Dikatakannya, banyak kebutuhan masyarakat Aceh diproduksi di Medan dan dijual di Aceh dan Aceh dijadikan sebagai tempat pemasaran, demikian pula dengan hasil pertanian dari Aceh seperti padi secara ekonomi harganya diatur dan ditentukan dari daerah lain. Sebab sebelum petani memanen hasil pertaniannya, telah terlebih dahulu dijual kepada orang lain yang berasal dari luar daerah Aceh, sehingga pada saat panen petani aceh tidak menikmati hasilnya dan tidak bisa ikut menentukan harga lantaran harganya sudah ditentukan oleh pihak lain yang sudah terlebih dahulu membeli hasil pertaniannya. 

"Secara umum disebutkan Aceh yang memiliki kekayaan dari hasil pertanian dan perikanan belum bisa menjadi tuan rumah di daerahnya sendiri," ungkapnya.
 
Di dalam kegiatan Pemerintahan dalam hal pembangunan juga banyak ditemukan hal yang janggal dimana dana Otsus yang diperuntukkan untuk peningkatan kesejahteraan dan pembangunan di Aceh tidak dapat dipergunakan dan dimanfaatkan secara baik agar berguna bagi masyrakat Aceh, sehingga dana tersebut dikembalikan lagi ke Pusat. 

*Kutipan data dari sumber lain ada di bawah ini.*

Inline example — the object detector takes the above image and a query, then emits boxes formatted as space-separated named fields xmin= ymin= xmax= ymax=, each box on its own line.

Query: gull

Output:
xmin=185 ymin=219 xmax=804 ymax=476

"Padahal masyarakat Aceh sangat membutuhkan dana tersebut untuk pembangunan guna peningkatan kesejahteraan masyarakat," terangnya.

Selanjutnya pertemuan tersebut juga membicarakan mengenai penegakan hukum di Aceh dimana Kepala Keajati Aceh memberikan pernyataan bahwa Kejaksaan Tinggi Aceh saat ini menerapkan prinsip bukan untuk mencari perkara yang sebanyak-banyaknya dengan memenjarakan orang sebanyak-banyaknya, tetapi bagaimana supaya memastikan bahwa di Aceh tidak terjadi permasalahan-permasalahan hukum. Dan apabila permasalahan itu timbul tidak semuanya perkara akan diputus melalui jalur persidangan. 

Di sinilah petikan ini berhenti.